A origem da heteronímia em Pessoa VI


Isto explica, tant bien que mal, a origem orgânica do meu heteronismo. Vou agora fazer-lhe a história directa dos meus heterónimos. Começo por aqueles que morreram, e de alguns dos quais já não me lembro - os que jazem perdidos no passado da minha infância quase esquecida.
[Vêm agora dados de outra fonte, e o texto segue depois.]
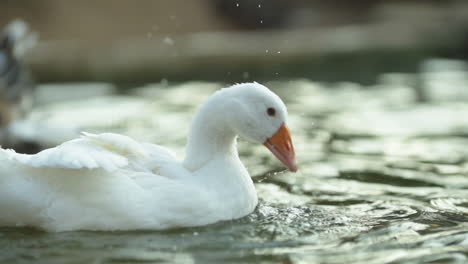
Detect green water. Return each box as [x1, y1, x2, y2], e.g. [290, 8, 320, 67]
[1, 59, 468, 263]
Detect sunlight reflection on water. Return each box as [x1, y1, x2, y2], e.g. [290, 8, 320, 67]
[2, 63, 468, 263]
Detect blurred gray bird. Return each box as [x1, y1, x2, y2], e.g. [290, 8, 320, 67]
[0, 20, 37, 148]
Desde criança tive a tendência para criar em meu torno um mundo fictício, de me cercar de amigos e conhecidos que nunca existiram. (Não sei, bem entendido, se realmente não existiram, ou se sou eu que não existo. Nestas coisas, como em todas, não devemos ser dogmáticos.) Desde que me conheço como sendo aquilo a que chamo eu, me lembro de precisar mentalmente, em figura, movimentos, carácter e história, várias figuras irreais que eram para mim tão visíveis e minhas como as coisas daquilo a que chamamos, porventura abusivamente, a vida real. Esta tendência, que me vem desde que me lembro de ser eu, tem-me acompanhado sempre, mudando um pouco o tipo de música com que me encanta, mas não alterando nunca a sua maneira de encantar.


Lembro, assim, o que me parece ter sido o meu primeiro heterónimo, ou antes, o meu primeiro conhecido inexistente - um certo Chevalier de Pas dos meus seis anos, por quem escrevia cartas dele a mim mesmo, e cuja figura, não inteiramente vaga, ainda conquista aquela parte da minha afeição que confina com a saudade. Lembro-me, com menos nitidez, de uma outra figura, cujo nome me não ocorre mas que o tinha estrangeiro também, que era, não sei em quê, um rival do Chevalier de Pas...Coisas que acontecem a todas as crianças? Sem dúvida - ou talvez. Mas a tal ponto as vivi que as vivo ainda, pois que as relembro de tal modo que me é mister um esforço para me fazer saber que não foram realidades.